Inoltre, sono stati sollevati anche altri problemi morali per cui è stato detto che è “offensiva”, e “ritrae le donne come oggetti sessuali da usare, per poi disfarsene”, che è una “violenza simbolica” e una “mancanza di rispetto”.
Per impedire l’evento tragico ipotizzato, (il femminicidio, ma anche lo stupro) il sito “il corpo delle donne” ha invitato i suoi contatti a segnalare la pubblicità allo IAP (Istituto Autodisciplina Pubblicitaria), così come hanno fatto molte altre pagine web femministe. Su Change.org (un sito per diffondere petizioni) è stata fatta una petizione chiamata “Clendy: ritira la pubblicità ispirata al femminicidio“, poi se ne è parlato al telegiornale, l’assessore comunale Pina Tommasielli ha convocato la Elpis, società partecipata che raccoglie la pubblicità per il Comune di Napoli, mentre i partiti politici Pd e Sel hanno chiesto un intervento del Presidente della Camera, Laura Boldrini, e infine il Ministro per le pari opportunità, Elsa Fornero, ha provveduto a chiedere allo IAP il ritiro della pubblicità.

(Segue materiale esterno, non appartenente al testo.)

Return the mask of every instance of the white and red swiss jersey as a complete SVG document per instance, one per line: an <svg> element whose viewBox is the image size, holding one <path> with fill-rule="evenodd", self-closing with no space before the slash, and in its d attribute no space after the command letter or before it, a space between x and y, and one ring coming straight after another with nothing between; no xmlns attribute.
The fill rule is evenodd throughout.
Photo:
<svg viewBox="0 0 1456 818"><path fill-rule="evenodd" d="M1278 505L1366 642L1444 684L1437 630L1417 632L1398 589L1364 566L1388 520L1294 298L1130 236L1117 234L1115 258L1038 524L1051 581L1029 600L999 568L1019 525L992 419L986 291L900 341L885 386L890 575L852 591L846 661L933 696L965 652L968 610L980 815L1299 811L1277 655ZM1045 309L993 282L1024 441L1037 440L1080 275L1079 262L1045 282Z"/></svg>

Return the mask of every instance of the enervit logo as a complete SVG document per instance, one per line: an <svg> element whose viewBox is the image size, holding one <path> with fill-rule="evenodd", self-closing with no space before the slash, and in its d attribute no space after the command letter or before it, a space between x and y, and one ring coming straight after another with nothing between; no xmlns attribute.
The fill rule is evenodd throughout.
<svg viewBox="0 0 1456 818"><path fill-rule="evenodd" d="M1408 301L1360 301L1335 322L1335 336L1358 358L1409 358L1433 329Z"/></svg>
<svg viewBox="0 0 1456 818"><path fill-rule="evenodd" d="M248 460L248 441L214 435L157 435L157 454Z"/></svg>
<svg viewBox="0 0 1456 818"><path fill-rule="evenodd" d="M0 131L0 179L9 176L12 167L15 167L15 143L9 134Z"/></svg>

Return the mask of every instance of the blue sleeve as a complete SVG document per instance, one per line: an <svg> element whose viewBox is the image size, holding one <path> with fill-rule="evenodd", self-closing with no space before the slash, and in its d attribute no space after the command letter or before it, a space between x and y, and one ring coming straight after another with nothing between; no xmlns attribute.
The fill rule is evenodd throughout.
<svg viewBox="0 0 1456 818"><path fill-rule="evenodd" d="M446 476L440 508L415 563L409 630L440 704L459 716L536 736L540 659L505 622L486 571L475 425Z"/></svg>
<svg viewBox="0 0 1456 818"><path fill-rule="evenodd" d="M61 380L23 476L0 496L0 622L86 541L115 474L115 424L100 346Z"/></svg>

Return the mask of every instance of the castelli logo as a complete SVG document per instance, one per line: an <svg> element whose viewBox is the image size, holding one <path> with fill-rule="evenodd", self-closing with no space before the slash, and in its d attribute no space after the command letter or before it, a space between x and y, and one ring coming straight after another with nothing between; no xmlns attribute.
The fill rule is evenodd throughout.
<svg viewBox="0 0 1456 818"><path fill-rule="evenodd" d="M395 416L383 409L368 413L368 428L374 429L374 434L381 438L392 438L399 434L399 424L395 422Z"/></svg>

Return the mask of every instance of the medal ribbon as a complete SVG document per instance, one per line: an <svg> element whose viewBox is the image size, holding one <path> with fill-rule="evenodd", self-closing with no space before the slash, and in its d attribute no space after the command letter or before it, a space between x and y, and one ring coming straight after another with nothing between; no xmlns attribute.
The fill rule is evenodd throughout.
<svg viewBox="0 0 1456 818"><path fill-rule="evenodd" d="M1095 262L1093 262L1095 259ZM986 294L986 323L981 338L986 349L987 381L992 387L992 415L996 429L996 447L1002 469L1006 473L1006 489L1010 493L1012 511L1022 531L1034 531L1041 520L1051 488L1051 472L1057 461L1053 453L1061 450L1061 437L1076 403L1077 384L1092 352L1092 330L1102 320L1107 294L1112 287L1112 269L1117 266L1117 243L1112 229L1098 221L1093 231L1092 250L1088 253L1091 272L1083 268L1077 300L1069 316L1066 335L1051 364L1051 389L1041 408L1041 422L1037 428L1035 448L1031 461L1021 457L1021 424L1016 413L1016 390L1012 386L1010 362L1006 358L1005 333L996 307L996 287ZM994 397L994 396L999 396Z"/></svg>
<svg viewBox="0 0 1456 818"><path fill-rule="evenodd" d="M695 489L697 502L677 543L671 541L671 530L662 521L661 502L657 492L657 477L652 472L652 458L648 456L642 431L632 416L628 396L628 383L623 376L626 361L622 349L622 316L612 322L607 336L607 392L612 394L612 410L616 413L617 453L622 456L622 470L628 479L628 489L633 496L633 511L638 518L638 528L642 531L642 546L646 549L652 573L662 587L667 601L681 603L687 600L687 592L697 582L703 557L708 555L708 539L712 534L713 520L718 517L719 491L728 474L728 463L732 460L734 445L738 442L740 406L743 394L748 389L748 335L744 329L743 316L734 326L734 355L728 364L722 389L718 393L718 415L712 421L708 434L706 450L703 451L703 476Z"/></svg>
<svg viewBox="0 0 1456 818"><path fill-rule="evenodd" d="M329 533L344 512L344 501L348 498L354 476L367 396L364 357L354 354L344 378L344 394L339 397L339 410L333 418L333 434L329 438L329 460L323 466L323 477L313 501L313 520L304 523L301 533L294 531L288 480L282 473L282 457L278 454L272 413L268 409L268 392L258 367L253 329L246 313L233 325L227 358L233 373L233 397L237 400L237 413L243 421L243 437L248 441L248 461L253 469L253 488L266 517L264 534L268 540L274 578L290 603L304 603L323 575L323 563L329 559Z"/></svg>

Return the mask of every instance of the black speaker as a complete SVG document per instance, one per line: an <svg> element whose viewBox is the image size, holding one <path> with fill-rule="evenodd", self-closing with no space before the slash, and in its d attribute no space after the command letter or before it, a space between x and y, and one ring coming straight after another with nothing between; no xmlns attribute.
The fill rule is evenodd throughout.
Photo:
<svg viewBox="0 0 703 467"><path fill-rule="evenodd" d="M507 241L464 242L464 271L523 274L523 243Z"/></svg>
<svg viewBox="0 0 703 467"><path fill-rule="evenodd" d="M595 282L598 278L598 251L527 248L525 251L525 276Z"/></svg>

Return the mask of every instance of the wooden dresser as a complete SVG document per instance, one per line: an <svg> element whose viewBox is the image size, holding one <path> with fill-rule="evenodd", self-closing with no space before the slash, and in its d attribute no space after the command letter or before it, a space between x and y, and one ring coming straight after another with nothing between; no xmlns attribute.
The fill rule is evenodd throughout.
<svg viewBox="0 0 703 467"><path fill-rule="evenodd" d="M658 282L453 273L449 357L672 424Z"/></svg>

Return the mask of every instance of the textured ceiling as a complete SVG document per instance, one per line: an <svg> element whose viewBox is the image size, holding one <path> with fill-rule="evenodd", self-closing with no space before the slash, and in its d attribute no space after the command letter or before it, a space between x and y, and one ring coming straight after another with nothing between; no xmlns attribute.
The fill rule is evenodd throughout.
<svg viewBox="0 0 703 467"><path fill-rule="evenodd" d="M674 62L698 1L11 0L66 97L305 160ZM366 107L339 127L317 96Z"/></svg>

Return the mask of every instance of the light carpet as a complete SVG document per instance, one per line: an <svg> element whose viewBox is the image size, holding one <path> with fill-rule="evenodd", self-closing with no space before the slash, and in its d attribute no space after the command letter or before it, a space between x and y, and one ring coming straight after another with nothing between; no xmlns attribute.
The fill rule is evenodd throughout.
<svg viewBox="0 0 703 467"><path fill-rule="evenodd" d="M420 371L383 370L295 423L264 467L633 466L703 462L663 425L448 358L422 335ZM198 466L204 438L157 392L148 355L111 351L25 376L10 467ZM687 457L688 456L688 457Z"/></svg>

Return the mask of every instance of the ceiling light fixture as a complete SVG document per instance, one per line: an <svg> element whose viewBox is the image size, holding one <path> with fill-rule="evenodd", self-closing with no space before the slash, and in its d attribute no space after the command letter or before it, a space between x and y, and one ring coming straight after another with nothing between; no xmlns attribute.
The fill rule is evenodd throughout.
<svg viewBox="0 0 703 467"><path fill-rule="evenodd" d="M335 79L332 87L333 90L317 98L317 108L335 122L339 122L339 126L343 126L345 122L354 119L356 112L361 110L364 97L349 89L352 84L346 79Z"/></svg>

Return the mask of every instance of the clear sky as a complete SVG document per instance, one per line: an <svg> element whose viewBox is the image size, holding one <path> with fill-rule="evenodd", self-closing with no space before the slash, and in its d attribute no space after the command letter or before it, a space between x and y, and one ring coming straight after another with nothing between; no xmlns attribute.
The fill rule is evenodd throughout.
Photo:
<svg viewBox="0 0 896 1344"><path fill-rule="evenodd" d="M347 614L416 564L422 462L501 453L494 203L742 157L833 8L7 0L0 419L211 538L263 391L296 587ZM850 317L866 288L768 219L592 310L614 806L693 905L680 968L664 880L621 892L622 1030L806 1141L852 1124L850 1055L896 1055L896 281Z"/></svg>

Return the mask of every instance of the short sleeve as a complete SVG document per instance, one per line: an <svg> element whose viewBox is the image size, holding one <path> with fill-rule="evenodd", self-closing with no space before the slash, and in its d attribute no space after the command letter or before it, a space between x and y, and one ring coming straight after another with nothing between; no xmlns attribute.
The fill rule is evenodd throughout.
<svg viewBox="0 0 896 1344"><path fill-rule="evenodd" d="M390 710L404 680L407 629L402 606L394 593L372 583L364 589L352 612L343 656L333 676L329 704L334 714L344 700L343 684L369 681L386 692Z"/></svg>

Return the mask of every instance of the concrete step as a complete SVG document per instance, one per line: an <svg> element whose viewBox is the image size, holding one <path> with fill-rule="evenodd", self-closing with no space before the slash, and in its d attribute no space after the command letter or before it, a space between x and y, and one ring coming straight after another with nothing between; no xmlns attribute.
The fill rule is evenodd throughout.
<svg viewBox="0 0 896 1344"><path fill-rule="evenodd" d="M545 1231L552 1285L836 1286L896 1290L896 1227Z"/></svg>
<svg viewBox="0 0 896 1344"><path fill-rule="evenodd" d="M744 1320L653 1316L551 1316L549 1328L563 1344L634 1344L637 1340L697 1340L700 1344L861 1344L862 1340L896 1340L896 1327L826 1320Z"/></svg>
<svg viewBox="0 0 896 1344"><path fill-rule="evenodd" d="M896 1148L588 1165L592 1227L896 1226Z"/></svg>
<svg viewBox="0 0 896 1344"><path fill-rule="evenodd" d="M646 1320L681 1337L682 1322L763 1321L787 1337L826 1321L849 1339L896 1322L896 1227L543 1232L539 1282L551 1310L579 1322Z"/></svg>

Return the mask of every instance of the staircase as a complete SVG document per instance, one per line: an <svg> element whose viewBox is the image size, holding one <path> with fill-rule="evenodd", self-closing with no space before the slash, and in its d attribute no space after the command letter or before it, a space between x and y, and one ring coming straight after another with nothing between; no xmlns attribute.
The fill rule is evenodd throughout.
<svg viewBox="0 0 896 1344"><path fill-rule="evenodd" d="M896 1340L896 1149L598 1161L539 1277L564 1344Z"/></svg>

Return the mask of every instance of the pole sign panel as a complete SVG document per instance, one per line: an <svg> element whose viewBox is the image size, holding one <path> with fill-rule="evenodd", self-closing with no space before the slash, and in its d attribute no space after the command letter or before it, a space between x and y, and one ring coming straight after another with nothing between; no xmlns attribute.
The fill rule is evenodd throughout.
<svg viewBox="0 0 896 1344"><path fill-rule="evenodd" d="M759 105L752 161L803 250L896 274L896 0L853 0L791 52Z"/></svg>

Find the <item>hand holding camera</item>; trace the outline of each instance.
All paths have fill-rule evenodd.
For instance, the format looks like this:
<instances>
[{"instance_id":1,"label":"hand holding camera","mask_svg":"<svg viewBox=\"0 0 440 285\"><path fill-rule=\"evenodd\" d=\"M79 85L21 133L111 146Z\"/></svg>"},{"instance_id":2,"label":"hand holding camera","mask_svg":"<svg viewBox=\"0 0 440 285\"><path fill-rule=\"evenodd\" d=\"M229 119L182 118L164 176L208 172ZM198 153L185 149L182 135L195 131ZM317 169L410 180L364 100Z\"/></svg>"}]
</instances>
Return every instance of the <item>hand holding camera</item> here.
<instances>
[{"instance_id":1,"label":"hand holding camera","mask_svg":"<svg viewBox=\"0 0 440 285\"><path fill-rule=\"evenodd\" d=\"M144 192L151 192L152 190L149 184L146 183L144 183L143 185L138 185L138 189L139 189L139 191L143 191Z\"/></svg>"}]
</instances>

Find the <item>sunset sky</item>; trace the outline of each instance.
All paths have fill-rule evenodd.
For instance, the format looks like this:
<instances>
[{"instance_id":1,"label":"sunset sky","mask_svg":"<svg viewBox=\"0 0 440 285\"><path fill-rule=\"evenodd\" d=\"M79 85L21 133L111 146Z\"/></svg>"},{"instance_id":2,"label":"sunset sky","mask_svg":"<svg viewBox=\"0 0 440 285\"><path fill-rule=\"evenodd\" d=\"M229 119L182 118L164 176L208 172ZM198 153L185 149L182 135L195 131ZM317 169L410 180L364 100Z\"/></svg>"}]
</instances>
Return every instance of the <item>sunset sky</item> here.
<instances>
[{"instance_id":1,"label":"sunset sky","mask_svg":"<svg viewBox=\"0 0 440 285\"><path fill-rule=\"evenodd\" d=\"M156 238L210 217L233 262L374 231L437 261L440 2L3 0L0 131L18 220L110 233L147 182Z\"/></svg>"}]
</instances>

Così, la pubblicità è stata ritirata, e sono stati criticati e insultati sui social network il pubblicitario e l’azienda che lo ha pagato. Alcuni utenti hanno dichiarato di aver segnalato la pagina fan di Facebook spuntando la casella di motivazione: “i contenuti incitano all’odio e/o alla violenza”, è stato proposto di boicottare tutte le merci dell’azienda, e del pubblicitario sono stati criticati pubblicamente anche i lavori precedenti, con la conseguenza di poter perdere nuovi ingaggi. E infine, la Clendy ha sostenuto inutilmente costi come il pagamento dell’agenzia, del fotografo, dei modelli, del set, della stylist e della truccatrice, l’affitto degli spazi pubblicitari, la stampa dei manifesti, il costo degli attacchini per oscurare manifesto per manifesto. E soprattutto l’immagine dell’azienda e del prodotto.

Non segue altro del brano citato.